'Voice Engine': OpenAI unveils AI technology that clones anyone's voice
Acknowledging election risks, San Francisco-based company says the model can duplicate someone's speech based on a 15-second audio sample, but it has yet to decide how to deploy the technology.
OpenAI has revealed a voice-cloning tool it plans to keep tightly controlled until safeguards are in place to thwart audio fakes meant to dupe listeners.
A model called "Voice Engine" can essentially duplicate someone's speech based on a 15-second audio sample, according to an OpenAI blog post sharing results of a small-scale test of the tool.
"We recognise that generating speech that resembles people's voices has serious risks, which are especially top of mind in an election year," the San Francisco-based company said on Friday.
"We are engaging with US and international partners from across government, media, entertainment, education, civil society and beyond to ensure we are incorporating their feedback as we build."
Disinformation researchers fear rampant misuse of AI-powered applications in a pivotal election year thanks to proliferating voice cloning tools, which are cheap, easy to use and hard to trace.
Acknowledging these problems, OpenAI said it was "taking a cautious and informed approach to a broader release due to the potential for synthetic voice misuse."

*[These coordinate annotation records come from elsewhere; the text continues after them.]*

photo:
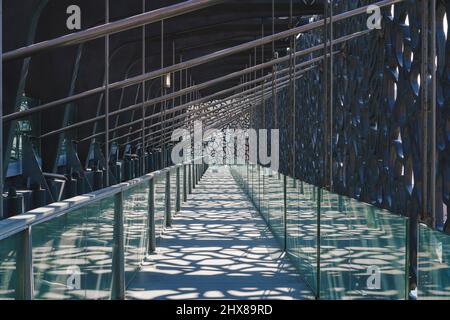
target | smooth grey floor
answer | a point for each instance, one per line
(218, 248)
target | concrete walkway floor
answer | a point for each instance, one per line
(218, 248)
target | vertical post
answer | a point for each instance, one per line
(151, 217)
(107, 95)
(285, 211)
(189, 178)
(178, 198)
(262, 82)
(193, 175)
(184, 183)
(1, 111)
(163, 103)
(274, 90)
(325, 181)
(425, 107)
(167, 200)
(25, 266)
(434, 221)
(118, 268)
(143, 93)
(319, 199)
(330, 99)
(292, 90)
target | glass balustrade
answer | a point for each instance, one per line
(342, 248)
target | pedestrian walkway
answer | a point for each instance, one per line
(218, 248)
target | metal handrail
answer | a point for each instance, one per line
(16, 224)
(110, 28)
(200, 60)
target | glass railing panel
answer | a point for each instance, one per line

We're sharing our learnings from a small-scale preview of Voice Engine, a model which uses text input and a single 15-second audio sample to generate natural-sounding speech that closely resembles the original speaker. https://t.co/yLsfGaVtrZ
— OpenAI (@OpenAI) March 29, 2024
DeepFake, Robocalls and more
The cautious unveiling came a few months after a political consultant working for the long-shot presidential campaign of a Democratic rival to Joe Biden admitted being behind a robocall impersonating the US leader.
The AI-generated call, the brainchild of an operative for Minnesota congressman Dean Phillips, featured what sounded like Biden's voice urging people not to cast ballots in January's New Hampshire primary.
The incident caused alarm among experts who fear a deluge of AI-powered deepfake disinformation in the 2024 White House race as well as in other key elections around the globe this year.
OpenAI said that partners testing Voice Engine agreed to rules including requiring explicit and informed consent of any person whose voice is duplicated using the tool.
It must also be made clear to audiences when voices they are hearing are AI generated, the company added.
"We have implemented a set of safety measures, including watermarking to trace the origin of any audio generated by Voice Engine, as well as proactive monitoring of how it's being used," OpenAI said.
Sam Altman, CEO of OpenAI, appears poised to challenge Apple's Siri and Amazon's Alexa voice assistants in the next phase, as hinted in a recent media interview where he emphasised OpenAI's focus on releasing "a lot of other important things" before GPT-5's launch.